Messico, genitori studenti: Se non ci sono prove nostri figli sono vivi

Città del Messico (Messico), 8 nov. (LaPresse/AP) – Fino a quando non ci saranno prove della loro uccisione “i nostri figli sono vivi”. Così Felipe de la Cruz, genitore di uno dei 43 studenti messicani scomparsi a fine settembre a Iguala, che, secondo quanto rivelato da alcuni arrestati, sarebbero stati uccisi e bruciati vicino a una discarica nello Stato di Guerrero. “Oggi – aggiunge de la Cruz – stanno provando a chiudere il caso in questa maniera. Un modo palese per promuovere la tortura nei nostri confronti da parte del governo federale”. Ieri il procuratore generale del Messico, Jesus Murillo Karam, ha mostrato un video in cui si vedono centinaia di frammenti di ossa e denti carbonizzati recuperati dal fiume. Sarà molto difficile, ha spiegato però il procuratore, estrarre il Dna per confermare l’identità delle vittime dell’omicidio di massa e dell’incenerimento, che sarebbe durato 14 ore.

I presunti assassini avrebbero ammassato i corpi sopra un mucchio di pneumatici e legna, versandoci sopra del carburante, in riva al fiume San Juan a Cocula, vicino a Iguala.
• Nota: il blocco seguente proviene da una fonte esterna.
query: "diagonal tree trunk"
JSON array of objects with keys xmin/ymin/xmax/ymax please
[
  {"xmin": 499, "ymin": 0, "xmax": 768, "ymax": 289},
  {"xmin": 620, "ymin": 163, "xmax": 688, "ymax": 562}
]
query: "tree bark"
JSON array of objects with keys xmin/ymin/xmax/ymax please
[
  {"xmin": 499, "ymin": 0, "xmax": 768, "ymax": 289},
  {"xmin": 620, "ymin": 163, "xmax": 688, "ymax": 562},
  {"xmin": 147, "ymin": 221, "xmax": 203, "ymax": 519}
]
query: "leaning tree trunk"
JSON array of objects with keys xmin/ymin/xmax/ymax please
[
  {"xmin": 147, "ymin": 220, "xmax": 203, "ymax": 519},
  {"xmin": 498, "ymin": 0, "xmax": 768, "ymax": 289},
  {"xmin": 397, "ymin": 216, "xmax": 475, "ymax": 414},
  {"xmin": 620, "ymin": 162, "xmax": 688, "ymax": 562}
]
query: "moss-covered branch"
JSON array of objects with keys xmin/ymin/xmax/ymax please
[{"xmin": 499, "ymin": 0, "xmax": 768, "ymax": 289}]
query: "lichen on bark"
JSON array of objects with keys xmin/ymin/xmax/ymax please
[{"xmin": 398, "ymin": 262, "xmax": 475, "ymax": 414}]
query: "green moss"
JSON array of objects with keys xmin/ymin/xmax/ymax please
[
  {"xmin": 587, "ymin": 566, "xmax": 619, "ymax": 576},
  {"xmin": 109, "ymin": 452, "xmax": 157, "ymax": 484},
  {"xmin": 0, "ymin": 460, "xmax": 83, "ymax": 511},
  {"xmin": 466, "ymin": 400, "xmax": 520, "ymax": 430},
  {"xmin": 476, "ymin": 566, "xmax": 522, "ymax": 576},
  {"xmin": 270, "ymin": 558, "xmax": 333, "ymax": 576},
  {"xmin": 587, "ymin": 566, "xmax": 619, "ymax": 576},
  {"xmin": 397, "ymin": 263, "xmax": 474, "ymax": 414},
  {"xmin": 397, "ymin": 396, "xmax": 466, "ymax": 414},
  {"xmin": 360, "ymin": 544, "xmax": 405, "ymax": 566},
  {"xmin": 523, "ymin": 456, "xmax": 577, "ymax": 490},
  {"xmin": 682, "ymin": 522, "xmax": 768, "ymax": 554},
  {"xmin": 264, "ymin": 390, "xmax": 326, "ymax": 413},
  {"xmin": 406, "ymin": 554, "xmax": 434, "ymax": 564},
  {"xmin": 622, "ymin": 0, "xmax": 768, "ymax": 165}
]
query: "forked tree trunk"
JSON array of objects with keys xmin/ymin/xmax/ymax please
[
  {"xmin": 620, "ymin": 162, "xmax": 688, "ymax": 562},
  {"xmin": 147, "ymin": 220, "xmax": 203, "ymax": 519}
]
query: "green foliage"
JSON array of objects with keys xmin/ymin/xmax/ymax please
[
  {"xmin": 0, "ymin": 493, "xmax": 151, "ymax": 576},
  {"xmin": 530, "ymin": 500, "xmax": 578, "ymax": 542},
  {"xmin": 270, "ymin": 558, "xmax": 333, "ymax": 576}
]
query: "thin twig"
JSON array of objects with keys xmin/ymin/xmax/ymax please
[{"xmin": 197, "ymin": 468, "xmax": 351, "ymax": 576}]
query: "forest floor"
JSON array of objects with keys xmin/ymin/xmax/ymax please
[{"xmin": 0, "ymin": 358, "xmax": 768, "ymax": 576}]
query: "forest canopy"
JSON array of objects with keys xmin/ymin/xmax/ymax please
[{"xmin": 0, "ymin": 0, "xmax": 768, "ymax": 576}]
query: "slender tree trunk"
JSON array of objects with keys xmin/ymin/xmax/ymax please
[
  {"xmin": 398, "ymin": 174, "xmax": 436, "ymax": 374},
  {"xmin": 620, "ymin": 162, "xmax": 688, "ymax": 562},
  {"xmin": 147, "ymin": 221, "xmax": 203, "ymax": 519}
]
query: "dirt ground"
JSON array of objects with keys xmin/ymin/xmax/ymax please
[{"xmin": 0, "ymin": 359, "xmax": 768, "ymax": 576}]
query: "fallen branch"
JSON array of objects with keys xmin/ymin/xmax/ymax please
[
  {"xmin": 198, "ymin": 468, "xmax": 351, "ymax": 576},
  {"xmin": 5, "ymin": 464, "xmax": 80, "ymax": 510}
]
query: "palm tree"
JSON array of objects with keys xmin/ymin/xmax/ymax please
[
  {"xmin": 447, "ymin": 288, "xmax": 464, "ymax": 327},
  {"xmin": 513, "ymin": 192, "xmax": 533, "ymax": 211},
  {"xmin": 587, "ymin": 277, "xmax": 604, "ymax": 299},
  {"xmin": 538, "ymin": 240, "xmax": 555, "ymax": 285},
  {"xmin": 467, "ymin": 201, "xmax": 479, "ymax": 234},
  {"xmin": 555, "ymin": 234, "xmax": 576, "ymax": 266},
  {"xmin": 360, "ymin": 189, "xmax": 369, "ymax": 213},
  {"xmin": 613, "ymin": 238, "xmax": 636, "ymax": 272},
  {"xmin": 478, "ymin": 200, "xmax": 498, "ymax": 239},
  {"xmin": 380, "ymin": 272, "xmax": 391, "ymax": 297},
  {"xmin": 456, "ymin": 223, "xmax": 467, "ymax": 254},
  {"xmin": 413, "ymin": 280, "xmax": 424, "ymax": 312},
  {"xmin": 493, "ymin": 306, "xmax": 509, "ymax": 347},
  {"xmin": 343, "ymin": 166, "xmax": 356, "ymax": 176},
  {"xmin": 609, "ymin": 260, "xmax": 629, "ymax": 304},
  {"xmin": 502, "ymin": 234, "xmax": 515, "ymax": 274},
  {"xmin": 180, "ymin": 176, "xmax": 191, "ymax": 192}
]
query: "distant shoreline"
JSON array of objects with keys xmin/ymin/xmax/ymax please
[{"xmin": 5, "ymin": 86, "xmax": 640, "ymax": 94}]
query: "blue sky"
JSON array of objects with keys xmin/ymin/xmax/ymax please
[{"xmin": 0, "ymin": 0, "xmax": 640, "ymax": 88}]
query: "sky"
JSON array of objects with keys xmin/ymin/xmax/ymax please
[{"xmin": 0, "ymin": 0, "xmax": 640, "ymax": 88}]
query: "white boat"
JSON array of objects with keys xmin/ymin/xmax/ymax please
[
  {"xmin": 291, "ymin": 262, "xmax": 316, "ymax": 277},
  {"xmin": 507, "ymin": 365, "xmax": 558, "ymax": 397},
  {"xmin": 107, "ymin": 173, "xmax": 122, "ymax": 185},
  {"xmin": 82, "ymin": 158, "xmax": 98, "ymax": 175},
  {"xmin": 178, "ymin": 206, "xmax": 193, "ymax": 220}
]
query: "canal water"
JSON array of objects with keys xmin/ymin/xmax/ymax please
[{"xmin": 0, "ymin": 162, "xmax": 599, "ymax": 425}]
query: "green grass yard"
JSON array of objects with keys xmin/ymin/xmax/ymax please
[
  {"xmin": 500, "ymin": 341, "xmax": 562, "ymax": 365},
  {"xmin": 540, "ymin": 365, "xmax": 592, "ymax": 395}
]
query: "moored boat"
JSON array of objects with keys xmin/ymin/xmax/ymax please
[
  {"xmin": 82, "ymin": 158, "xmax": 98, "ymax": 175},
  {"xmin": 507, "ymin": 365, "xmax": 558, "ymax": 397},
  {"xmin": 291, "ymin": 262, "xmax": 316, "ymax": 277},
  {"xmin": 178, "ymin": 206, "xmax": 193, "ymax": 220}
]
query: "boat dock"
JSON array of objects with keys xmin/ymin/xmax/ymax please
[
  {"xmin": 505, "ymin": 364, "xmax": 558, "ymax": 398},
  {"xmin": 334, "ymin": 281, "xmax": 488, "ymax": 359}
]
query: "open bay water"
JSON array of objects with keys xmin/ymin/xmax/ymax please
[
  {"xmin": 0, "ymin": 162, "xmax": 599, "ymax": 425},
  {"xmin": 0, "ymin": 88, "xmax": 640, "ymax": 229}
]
Finora, circa 74 persone, tra cui l’ex sindaco di Iguala e la moglie, sono state arrestate nell’ambito dell’indagine sull’attacco della polizia contro gli studenti che manifestavano il 26 settembre nella città. In quell’occasione gli agenti uccisero sei persone e portarono via i 43 studenti. Le autorità, ha riferito Murillo Karam, sono ancora in cerca di altri sospetti.